Los cuatro subtipos de TEA
| Subtipo | Porcentaje | Características principales |
| Desafíos sociales y conductuales | 37% | Dificultades sociales, ansiedad, comportamientos repetitivos; desarrollo típico en otras áreas |
| Mixto con retraso del desarrollo | 19% | Retrasos en caminar y hablar; sin ansiedad ni conductas disruptivas |
| Desafíos moderados | 34% | Comportamientos autistas leves; desarrollo similar al neurotípico; sin trastornos psiquiátricos |
| Altamente afectados | 10% | Retrasos severos, problemas de comunicación, ansiedad, depresión y desregulación emocional |
Genética y desarrollo cerebral
El estudio reveló que cada subtipo está vinculado a mutaciones genéticas distintas. Por ejemplo, el grupo altamente afectado mostró más mutaciones espontáneas, mientras que el grupo mixto con retraso del desarrollo tenía variantes genéticas heredadas. Además, se descubrió que algunas mutaciones se activan en etapas posteriores de la infancia, lo que explica diagnósticos tardíos en ciertos casos.

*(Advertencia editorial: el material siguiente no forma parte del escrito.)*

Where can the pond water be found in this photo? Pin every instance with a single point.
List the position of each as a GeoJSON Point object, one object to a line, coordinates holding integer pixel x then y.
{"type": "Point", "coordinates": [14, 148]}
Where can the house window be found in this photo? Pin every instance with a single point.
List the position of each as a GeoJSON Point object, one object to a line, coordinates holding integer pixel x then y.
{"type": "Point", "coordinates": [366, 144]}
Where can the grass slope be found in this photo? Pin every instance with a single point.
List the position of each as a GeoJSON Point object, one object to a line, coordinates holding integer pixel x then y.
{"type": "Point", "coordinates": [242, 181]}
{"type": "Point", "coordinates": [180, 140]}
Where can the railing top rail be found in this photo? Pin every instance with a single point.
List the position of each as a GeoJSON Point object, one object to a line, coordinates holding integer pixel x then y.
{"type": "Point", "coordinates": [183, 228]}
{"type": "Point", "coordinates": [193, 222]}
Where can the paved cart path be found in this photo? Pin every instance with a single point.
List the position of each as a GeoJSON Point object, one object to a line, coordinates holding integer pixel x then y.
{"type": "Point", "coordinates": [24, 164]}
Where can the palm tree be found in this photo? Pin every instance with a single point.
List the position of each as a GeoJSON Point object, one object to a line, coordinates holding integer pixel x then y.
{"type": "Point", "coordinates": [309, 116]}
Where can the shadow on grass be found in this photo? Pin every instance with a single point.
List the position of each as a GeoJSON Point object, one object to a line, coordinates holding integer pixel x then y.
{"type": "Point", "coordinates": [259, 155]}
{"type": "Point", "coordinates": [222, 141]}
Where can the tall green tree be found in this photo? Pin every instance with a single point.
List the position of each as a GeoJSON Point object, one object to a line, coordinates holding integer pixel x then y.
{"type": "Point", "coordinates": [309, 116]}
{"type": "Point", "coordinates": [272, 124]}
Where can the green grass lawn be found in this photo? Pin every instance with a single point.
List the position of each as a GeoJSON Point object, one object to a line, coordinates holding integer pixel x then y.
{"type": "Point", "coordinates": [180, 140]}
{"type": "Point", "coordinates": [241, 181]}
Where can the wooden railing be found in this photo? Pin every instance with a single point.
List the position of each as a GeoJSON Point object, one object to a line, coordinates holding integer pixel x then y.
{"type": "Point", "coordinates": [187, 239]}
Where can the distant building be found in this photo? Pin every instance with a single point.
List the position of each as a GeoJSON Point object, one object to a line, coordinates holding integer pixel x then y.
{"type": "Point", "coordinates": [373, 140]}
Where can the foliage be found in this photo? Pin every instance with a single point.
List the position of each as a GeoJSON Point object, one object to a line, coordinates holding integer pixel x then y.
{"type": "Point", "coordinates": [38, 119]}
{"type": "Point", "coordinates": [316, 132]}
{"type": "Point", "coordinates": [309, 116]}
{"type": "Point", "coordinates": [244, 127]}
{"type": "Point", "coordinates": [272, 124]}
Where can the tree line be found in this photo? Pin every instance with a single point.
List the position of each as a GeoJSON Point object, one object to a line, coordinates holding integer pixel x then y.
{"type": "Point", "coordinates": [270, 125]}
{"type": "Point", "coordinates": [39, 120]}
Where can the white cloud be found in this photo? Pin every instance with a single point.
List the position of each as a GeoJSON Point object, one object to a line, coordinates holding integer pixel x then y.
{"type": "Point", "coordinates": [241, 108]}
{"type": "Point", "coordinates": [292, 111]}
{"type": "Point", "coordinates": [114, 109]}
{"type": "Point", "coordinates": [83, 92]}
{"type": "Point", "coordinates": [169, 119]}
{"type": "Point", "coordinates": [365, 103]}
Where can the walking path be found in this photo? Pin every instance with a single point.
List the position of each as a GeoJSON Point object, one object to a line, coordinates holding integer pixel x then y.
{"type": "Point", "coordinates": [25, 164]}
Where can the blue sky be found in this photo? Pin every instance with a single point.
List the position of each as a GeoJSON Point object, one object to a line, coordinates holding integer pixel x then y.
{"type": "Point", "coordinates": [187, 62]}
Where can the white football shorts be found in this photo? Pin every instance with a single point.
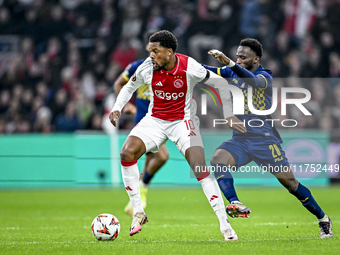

La metodología que utilizaron los científicos consistió en agrupar a los participantes basándose en patrones compartidos de estas características, un enfoque que denominaron “centrado en la persona”.

Implicaciones clínicas
Este hallazgo marca un cambio de paradigma en la investigación sobre el autismo. Al identificar subtipos con bases biológicas distintas, se puede avanzar hacia una medicina de precisión que adapte el tratamiento a las necesidades específicas de cada niño. Las familias podrían recibir información más clara sobre el desarrollo, síntomas esperados y opciones terapéuticas.
Los investigadores señalan que este modelo es escalable y podría aplicarse a otros trastornos complejos, lo que permitiría mejorar diagnósticos y tratamientos en áreas como la salud mental y el neurodesarrollo.
Este avance representa una esperanza para miles de familias y profesionales que buscan comprender mejor el autismo y ofrecer una atención más humana y efectiva.